Oddworld creator Lorne Lanning has lifted the top off his cancelled competitive multiplayer title Stranger Arena in a new interview.
Speaking with Eurogamer, Lanning revealed that a Stranger Arena prototype was developed shortly after work wrapped on Oddworld: Stranger’s Wrath in 2005. It was due to blend first-person shooting and third-person platform elements.
Lanning recalled, “We had it running, Stranger Arena. You were using Stranger mechanics, but you were going head to head with other Strangers. You were doing multiplayer platforming and first-person shooting. So the dynamics of Stranger’s [Wrath] in arenas, head to head. I have to say, we were really excited about this.”
On how Stranger Arena handled, Lanning went on, “What I wanted to do was do what they do in RTS games,” stating that he wanted to bring new strategy to the arena shooter format.

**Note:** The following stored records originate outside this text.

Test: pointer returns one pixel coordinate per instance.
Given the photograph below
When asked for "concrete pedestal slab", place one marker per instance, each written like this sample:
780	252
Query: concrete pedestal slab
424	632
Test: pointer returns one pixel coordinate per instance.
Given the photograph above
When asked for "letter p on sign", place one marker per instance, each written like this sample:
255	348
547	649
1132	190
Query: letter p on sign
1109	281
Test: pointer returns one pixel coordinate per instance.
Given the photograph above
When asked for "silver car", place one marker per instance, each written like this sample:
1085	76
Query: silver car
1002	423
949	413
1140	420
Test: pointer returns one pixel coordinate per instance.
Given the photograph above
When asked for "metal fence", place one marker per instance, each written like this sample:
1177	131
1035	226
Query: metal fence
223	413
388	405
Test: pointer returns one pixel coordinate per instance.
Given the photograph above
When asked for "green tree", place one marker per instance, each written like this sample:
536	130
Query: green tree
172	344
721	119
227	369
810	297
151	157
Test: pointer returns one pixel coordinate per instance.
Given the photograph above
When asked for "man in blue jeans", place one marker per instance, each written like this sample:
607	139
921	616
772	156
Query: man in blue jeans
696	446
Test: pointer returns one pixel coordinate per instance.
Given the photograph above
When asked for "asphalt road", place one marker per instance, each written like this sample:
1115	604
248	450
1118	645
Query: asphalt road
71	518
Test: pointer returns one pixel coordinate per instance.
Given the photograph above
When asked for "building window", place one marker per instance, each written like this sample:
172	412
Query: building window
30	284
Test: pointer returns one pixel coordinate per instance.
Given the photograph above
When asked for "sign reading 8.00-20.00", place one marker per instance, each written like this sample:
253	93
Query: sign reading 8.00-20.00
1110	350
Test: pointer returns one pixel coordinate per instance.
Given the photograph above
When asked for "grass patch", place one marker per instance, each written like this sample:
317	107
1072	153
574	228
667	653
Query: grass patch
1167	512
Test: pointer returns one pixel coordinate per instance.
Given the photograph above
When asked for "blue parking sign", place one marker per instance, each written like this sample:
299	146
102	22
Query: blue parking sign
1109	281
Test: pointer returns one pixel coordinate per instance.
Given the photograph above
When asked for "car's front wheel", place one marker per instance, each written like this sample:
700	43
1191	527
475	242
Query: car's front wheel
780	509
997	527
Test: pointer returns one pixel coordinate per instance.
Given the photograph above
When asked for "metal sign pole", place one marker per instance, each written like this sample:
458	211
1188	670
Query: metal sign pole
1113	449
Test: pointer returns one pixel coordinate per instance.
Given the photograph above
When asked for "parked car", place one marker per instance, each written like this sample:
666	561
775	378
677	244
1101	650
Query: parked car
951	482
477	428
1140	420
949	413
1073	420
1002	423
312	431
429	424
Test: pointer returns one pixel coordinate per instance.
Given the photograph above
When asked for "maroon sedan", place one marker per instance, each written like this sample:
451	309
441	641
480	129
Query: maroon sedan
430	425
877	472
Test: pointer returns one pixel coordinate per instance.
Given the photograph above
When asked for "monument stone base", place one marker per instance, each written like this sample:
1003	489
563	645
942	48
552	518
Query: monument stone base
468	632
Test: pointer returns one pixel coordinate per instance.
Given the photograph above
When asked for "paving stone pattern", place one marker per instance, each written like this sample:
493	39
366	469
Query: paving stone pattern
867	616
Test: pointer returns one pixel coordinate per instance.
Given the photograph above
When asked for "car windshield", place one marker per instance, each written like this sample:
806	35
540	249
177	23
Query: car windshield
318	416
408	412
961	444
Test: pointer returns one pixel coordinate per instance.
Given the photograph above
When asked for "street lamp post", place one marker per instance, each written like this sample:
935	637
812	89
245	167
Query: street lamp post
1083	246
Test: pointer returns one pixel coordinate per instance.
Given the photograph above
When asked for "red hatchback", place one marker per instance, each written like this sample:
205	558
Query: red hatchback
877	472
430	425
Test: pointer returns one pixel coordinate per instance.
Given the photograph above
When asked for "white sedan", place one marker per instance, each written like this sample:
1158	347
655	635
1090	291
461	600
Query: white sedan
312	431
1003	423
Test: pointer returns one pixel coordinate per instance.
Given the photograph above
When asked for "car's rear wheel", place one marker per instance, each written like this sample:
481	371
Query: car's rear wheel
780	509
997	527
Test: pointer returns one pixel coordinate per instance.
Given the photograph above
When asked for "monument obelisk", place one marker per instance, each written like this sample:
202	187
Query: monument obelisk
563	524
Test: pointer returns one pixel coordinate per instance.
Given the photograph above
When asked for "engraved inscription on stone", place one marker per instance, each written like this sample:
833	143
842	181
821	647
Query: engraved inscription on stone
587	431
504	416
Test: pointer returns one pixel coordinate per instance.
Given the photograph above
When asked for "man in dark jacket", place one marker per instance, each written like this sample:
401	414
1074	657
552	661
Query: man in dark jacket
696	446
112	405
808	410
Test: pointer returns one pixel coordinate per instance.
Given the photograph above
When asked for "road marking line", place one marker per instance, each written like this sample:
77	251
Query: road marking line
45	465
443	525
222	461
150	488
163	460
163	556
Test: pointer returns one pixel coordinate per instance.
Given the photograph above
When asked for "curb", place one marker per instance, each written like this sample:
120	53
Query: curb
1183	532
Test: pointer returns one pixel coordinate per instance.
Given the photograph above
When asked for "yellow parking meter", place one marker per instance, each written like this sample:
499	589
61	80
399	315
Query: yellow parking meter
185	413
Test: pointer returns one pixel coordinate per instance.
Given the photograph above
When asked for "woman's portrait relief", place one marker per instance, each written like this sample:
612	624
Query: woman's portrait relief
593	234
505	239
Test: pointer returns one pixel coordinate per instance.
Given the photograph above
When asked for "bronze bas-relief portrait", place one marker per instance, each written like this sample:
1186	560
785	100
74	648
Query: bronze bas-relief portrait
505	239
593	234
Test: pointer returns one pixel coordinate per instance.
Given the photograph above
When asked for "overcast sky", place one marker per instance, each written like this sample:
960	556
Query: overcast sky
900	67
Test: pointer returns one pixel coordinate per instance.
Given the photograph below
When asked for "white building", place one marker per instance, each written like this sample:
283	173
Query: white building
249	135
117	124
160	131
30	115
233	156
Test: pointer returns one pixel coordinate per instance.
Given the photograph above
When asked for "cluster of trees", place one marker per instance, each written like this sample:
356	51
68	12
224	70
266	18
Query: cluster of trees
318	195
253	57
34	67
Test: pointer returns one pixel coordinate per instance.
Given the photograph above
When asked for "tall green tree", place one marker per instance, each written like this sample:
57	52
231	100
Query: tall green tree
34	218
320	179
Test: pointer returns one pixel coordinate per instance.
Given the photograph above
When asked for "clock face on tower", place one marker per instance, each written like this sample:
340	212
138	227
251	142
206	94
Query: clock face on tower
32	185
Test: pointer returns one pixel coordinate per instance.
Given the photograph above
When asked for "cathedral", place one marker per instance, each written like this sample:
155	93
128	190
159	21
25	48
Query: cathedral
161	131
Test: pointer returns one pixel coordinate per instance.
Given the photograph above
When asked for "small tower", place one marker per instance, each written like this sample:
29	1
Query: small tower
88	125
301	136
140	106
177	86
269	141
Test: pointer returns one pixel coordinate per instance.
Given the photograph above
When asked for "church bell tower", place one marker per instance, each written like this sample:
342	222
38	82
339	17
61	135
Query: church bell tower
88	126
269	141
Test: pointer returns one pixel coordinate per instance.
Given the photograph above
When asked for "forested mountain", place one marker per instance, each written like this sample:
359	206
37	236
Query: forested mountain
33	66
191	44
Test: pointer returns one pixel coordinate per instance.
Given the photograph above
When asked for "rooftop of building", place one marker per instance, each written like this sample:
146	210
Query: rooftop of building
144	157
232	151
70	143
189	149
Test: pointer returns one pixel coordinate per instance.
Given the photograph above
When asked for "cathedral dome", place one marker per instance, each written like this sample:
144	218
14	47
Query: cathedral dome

“I was looking for more strategy in how I want to play the character,” he explained. “Like if I’m dealing with people who are obviously tougher than me, then I want to be more clever. I don’t want to be losing just because they’re faster on the draw,” he said of a game about reptilian cowboys who are fast on the draw.
“You’re not going to beat them by being clever. You’re going to beat them by playing as many hours as they do,” Lanning said of other shooters, name-checking Halo and Call of Duty. Instead, he wanted a more strategic method of play more akin to a real-time strategy game.”
Lanning ultimately blames EA for the demise of the Oddworld brand, and for Stranger’s Wrath sales, which came in around the million unit mark. As such, Stranger Arena would never see the light of day. “Coming out of 2005 our hope was to go from Stranger’s [Wrath] to Stranger 2.0, to Stranger 2.5: Stranger Arena,” he revealed.
“We went to them [EA] with a product to distribute and then they didn’t market it. We had no success,” he concluded. “I think we sold about a million units, but it was small relative to the quality of the title. That basically soured our taste forever with traditional publishing models.”